1985年に制作されたイタリア映画「フェノミナ」を観る。実は、これはすこぶるつきのホラー映画。
以前、このブログで紹介した「サスペリア」の監督であるダリオ・アルジェントのもう一つの代表作というわけだが、最近になるまで、そのことも知らなかった。
しかし、この「フェノミナ」——ずっと観たいと願い続けてきた映画でもある。何度も口にしてきたことだけれど、私は中学生の頃、映画雑誌の「スクリーン」を愛読していて、この「フェノミナ」のロードショーが告げられた記事を読んだ時も、何だか興味をひかれたのだ。でも、当時の私は、ホラーなんて嫌いだった。
1970~80年代は、ホラー系統がブームだったのか、「オーメン」シリーズ、「エクソシスト」、スティーブン・キング原作の「ミザリー」だとかが、人気を博していた記憶がある。でも、中二だった私が、この作品に興味を持ったのは、純粋に、主演が当時、15歳のジェニファー・コネリーだった一点に限る。シンプルな制服を着て、こちらをきりっと見すえる、ジェニファーの知的で、清楚な美しさが、くっきり、心に残っていた。
それから、幾星霜もの年月が流れ、ようやくamazonで買ったブルーレイ版で、彼女に会えたというわけだが、予想以上に面白い作品だった。
主人公の少女、ジェニファーは、世界的な大スターを父親に持つ、少女だが、家庭的には恵まれず、孤独。
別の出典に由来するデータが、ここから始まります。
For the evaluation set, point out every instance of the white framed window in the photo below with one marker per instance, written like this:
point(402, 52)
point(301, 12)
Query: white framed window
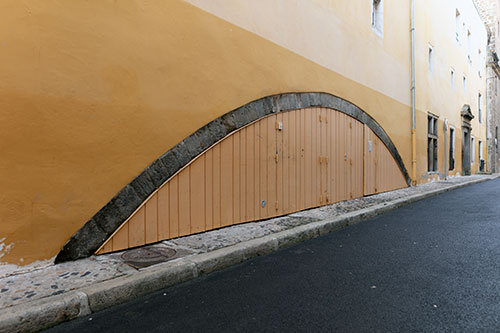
point(473, 150)
point(378, 16)
point(431, 58)
point(452, 79)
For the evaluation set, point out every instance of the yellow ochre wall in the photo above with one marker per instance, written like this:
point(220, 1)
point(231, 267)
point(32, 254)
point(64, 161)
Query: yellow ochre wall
point(93, 91)
point(436, 25)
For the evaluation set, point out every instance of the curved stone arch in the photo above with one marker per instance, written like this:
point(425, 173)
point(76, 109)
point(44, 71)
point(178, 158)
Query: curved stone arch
point(108, 219)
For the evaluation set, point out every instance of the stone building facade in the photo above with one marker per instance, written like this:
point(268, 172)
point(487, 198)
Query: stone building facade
point(490, 12)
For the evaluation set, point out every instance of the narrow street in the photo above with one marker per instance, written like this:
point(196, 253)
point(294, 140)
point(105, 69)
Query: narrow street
point(430, 266)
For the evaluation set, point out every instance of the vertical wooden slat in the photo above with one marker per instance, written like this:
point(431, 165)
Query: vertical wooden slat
point(283, 182)
point(152, 220)
point(120, 240)
point(317, 144)
point(292, 160)
point(209, 188)
point(216, 186)
point(308, 159)
point(236, 178)
point(271, 167)
point(251, 204)
point(226, 181)
point(263, 158)
point(197, 195)
point(184, 202)
point(243, 175)
point(137, 229)
point(257, 170)
point(304, 159)
point(163, 213)
point(173, 196)
point(108, 247)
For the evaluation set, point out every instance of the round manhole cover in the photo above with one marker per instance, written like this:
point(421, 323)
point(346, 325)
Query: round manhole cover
point(144, 257)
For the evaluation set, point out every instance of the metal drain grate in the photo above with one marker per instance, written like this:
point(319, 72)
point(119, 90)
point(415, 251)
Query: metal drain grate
point(144, 257)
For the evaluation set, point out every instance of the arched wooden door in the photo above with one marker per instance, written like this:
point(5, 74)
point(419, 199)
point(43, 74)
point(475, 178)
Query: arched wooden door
point(280, 164)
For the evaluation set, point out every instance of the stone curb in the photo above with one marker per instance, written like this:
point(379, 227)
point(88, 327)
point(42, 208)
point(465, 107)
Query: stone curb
point(50, 311)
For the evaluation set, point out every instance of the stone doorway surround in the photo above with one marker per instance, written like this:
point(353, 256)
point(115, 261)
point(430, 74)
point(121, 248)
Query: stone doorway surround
point(467, 116)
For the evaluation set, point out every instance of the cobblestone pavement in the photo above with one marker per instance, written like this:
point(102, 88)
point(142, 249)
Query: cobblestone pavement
point(22, 284)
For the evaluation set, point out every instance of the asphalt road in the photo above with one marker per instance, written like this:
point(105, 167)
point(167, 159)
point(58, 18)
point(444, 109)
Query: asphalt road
point(430, 266)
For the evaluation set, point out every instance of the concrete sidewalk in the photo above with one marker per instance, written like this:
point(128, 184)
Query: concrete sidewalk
point(44, 296)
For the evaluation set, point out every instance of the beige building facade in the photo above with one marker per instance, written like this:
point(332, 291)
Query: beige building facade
point(490, 12)
point(122, 118)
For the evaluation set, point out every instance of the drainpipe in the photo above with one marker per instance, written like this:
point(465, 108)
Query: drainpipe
point(413, 121)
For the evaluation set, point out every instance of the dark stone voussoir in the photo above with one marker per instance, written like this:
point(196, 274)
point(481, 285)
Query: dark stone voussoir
point(83, 244)
point(158, 174)
point(240, 116)
point(228, 122)
point(315, 99)
point(217, 129)
point(117, 210)
point(289, 102)
point(181, 153)
point(144, 184)
point(193, 145)
point(207, 139)
point(170, 162)
point(305, 100)
point(92, 235)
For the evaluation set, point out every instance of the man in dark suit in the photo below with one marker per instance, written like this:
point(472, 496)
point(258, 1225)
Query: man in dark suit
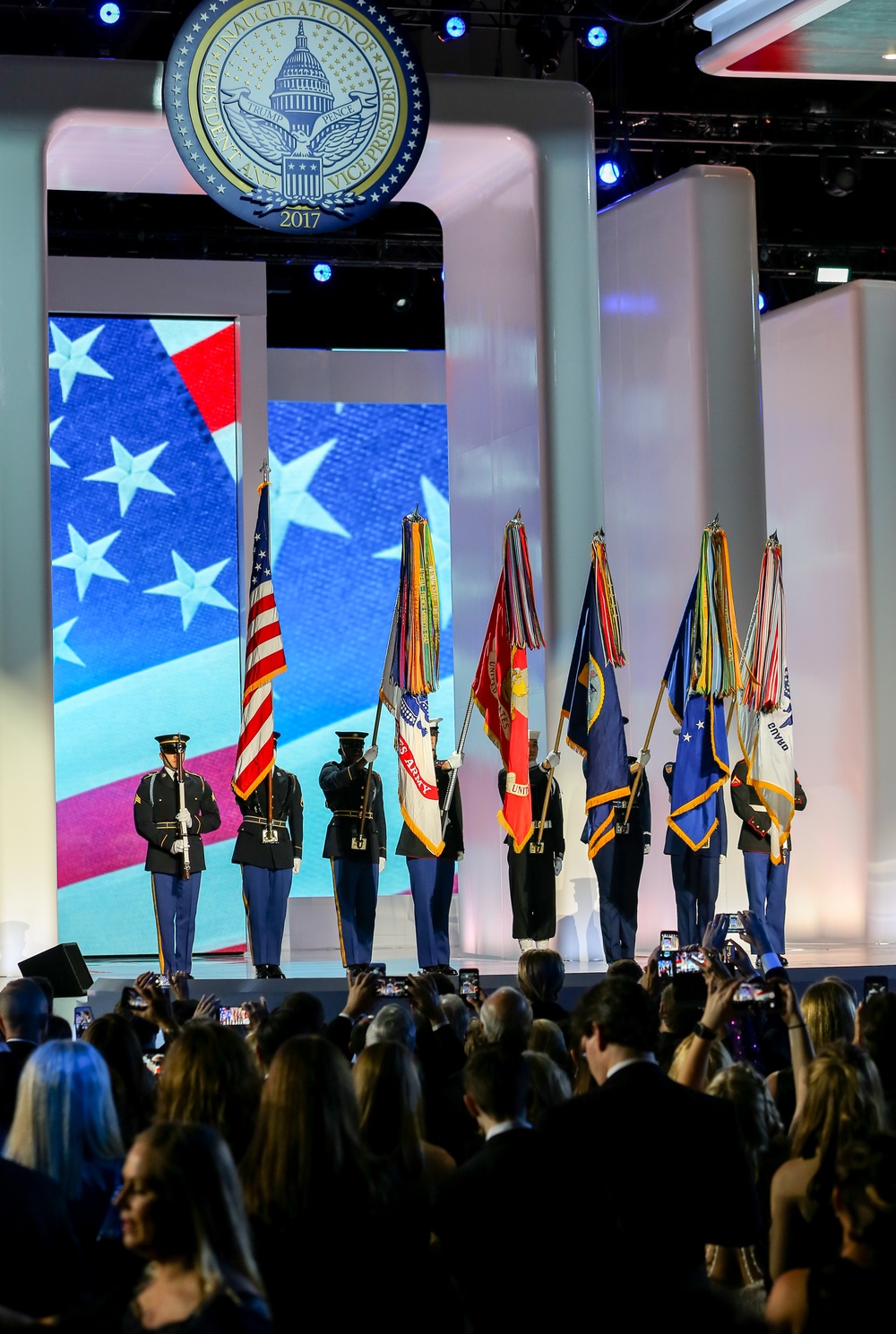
point(23, 1018)
point(497, 1190)
point(533, 872)
point(432, 878)
point(765, 879)
point(358, 856)
point(171, 832)
point(270, 856)
point(695, 873)
point(641, 1146)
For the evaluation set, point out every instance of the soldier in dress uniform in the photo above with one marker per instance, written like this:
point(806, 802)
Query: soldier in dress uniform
point(168, 834)
point(765, 882)
point(533, 872)
point(357, 856)
point(432, 878)
point(619, 866)
point(695, 875)
point(270, 859)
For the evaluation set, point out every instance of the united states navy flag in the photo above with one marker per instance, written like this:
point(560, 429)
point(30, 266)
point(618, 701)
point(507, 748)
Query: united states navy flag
point(595, 728)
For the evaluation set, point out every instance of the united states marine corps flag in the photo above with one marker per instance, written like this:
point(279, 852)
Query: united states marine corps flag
point(409, 674)
point(590, 701)
point(264, 659)
point(764, 714)
point(502, 687)
point(702, 671)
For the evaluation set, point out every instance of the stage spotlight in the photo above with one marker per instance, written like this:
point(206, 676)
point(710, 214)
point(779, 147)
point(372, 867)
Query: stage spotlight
point(595, 36)
point(448, 27)
point(540, 43)
point(609, 172)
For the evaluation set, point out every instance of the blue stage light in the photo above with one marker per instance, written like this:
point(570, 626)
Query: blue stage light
point(609, 172)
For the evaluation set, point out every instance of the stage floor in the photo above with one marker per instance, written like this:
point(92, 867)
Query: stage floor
point(231, 978)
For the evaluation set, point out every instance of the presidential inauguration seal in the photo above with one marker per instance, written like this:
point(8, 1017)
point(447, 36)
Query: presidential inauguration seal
point(297, 114)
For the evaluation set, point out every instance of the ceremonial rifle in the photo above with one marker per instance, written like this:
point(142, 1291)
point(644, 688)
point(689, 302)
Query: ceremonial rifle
point(183, 814)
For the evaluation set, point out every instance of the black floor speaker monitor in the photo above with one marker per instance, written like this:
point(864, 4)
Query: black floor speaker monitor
point(65, 966)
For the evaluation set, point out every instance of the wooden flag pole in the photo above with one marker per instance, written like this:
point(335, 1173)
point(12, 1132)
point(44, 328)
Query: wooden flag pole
point(538, 846)
point(360, 842)
point(645, 746)
point(452, 780)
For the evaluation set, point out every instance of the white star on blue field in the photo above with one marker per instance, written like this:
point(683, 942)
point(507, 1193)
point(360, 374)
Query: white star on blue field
point(71, 357)
point(291, 501)
point(133, 472)
point(195, 587)
point(88, 559)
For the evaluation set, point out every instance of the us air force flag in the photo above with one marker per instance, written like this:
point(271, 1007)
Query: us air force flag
point(767, 741)
point(595, 728)
point(418, 783)
point(702, 759)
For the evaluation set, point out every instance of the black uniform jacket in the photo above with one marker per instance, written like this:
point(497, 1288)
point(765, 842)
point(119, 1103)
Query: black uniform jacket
point(156, 819)
point(757, 823)
point(287, 823)
point(343, 788)
point(411, 846)
point(538, 780)
point(718, 845)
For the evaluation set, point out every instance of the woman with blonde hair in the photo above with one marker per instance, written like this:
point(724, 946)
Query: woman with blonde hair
point(390, 1099)
point(843, 1104)
point(65, 1127)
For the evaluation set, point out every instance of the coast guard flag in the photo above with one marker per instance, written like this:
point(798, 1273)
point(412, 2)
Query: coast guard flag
point(702, 759)
point(264, 659)
point(418, 785)
point(595, 727)
point(502, 694)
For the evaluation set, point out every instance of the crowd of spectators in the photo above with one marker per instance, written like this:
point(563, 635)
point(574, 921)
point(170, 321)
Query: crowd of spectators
point(475, 1165)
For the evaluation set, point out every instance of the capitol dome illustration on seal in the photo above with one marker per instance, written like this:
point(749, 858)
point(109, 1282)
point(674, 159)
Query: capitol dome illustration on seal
point(294, 114)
そんな彼女が、スイスにある少女だけの全寮制の学校に入学するため、アメリカからやって来るというところから、物語は始まる。
この設定に、ジェニファー・コネリーの美貌が加わるだけで、ドキドキするのに、なんと、ジェニファーは虫を愛し、彼らと交信する超能力を持つ。そして、夢遊病の発作にも見舞われる。
フツーでないヒロインが降りたった、風光明媚なスイスの地には、時悪しくして、かよわい少女ばかりを狙い、惨殺する殺人鬼が出没していた。夢遊病の発作に見舞われ、深夜、学校から抜け出したジェニフアーは、車いす生活の昆虫学者のマクレガーに救われる。マクレガーは、賢いチンパンジーのインガと暮らしているのだが、彼の助けを借りて、ジェニファーは連続殺人鬼を見つけ出そうとすうr——というのが、大まかなストーリー。
事件の鍵は、学校の女性教師、ブルックナーが握っており、ジェニファーはアメリカの父親のもとに逃げ帰ろうとした時、彼女の家に一晩泊まるよう言われる。しかし、その家では、すべての鏡に布がかかっており、ブルックナーは「息子が鏡を怖がるから、こうするしかないのだ」などと言う。
その言葉の意味は? そして、ブルックナーの息子とはどんな人物なのか? そして、ブルックナーは、事件にどんな役割を果たすのか? とスリルと恐怖で、観客を引っ張っていくアルジェント、本当に上手い!
ただ、見終わった時「?」の点がいくつも、あったのは事実。なぜ、犯人は、少女ばかり狙ったのか? ブルックナーの恐ろしい息子は、どういう因果を背負っているのか?
と釈然としない思いもあったものの、それをはるかに上回って、ジェニファー・コネリーのヒロインぶりが魅力的! 可憐でありながら、どこかミステリアスな影を宿した少女——虫とテレパシーができるって、他に見当たらない、ヒロインでは?